Respecto a la contabilización (forma de llevarse a la Contabilidad) de la depreciación, esta es un crédito en la cuenta del activo respectivo (1592) disminuyéndolo, y un débito en la cuenta de gastos (5160 o 5260). La depreciación que se lleva a la cuenta del activo se denomina depreciación acumulada, puesto que esta año a año se va acumulando la alícuota correspondiente hasta depreciar completamente el activo, lo que conlleva a que al final de la vida útil del activo, el valor de la depreciación acumulada sea igual al valor del activo, lo que lo deja con un saldo cero.

La cuenta de la depreciación acumulada se debe ajustar por inflación, ajuste que va a incrementar el saldo de la depreciación acumulada, al tiempo que disminuye el ingreso por corrección monetaria al ser su contrapartida un débito a la cuenta de ingresos por corrección monetaria (4705).
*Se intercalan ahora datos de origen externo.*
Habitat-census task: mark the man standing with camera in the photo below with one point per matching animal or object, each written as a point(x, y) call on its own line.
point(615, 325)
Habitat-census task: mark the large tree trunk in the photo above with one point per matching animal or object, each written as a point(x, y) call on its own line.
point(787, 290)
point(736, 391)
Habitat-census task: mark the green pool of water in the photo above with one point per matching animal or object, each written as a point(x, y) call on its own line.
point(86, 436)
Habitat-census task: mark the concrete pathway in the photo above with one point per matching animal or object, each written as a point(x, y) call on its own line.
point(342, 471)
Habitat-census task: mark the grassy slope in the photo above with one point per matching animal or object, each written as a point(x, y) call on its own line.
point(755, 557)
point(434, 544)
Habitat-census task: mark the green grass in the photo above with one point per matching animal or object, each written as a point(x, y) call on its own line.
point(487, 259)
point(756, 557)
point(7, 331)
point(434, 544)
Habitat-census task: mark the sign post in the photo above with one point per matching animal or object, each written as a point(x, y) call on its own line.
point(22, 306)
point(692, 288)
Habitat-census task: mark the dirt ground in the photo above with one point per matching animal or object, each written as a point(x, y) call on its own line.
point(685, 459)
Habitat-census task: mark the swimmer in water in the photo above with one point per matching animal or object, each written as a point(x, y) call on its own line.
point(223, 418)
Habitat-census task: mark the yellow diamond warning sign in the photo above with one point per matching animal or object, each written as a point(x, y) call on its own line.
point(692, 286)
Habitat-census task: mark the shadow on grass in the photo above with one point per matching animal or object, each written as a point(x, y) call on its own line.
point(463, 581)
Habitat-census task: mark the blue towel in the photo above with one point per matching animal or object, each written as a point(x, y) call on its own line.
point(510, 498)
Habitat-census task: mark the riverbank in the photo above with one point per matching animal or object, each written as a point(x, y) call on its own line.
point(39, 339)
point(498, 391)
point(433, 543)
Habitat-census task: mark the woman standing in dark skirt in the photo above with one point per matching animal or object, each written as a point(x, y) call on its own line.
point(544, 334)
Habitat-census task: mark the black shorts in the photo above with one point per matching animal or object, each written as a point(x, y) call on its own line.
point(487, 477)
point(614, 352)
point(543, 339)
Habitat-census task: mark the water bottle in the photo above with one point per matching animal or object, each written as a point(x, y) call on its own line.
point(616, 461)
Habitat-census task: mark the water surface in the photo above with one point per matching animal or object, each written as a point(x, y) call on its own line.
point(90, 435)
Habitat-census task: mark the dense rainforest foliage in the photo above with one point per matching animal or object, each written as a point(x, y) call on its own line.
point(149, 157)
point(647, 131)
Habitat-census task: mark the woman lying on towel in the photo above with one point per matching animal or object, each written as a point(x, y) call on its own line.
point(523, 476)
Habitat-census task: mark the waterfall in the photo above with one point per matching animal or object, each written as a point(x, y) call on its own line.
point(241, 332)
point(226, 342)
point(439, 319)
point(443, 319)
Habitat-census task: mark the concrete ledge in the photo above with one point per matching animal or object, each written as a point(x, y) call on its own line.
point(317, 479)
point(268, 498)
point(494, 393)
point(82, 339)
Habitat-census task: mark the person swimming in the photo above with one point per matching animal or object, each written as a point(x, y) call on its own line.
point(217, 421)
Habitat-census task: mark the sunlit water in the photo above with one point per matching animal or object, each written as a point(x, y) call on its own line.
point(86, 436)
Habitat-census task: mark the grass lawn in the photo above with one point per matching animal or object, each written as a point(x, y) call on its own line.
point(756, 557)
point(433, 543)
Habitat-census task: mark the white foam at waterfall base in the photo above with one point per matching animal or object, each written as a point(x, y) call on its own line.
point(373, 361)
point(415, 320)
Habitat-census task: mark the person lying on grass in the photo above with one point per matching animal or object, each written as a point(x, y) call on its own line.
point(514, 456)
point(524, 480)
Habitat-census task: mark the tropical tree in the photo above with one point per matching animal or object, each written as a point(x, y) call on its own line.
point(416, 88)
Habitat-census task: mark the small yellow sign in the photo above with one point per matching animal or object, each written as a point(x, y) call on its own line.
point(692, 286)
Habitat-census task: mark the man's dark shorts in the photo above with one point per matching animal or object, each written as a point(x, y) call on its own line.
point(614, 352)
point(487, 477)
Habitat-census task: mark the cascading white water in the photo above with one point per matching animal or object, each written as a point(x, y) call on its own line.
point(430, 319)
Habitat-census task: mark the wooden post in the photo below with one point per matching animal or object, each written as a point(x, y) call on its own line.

Según el decreto 2649 de 1993, los activos adquiridos durante el mes no son objeto de Ajustes por inflación y por ende tampoco se deprecian, en vista que un activo solo se deprecia después de estar ajustado. Los ajustes por inflación han sido derogados tanto para efectos contables como fiscales. Ver: Decreto 1536 de mayo de 2007 y Ley 1111 de 2006.

Es de aclarar que todos los activos fijos son objeto de depreciación, a excepción de los terrenos, puesto que se supone que estos no se desgasta por el uso, por lo que en el caso de las construcciones y edificaciones, antes de proceder a depreciarlos, se debe primero excluir el valor del terreno sobre el que esta la construcción. Respecto a esta teoría, de que los terrenos no se desgastan por su uso, cabria preguntarse que pasa con los terrenos dedicados al explotación agrícola, que por causa de la erosión propia de la explotación antitécnica, terminan por dejar inservibles las tierras de cultivo en unos cuantos años, situación que es muy común en los campos Colombianos.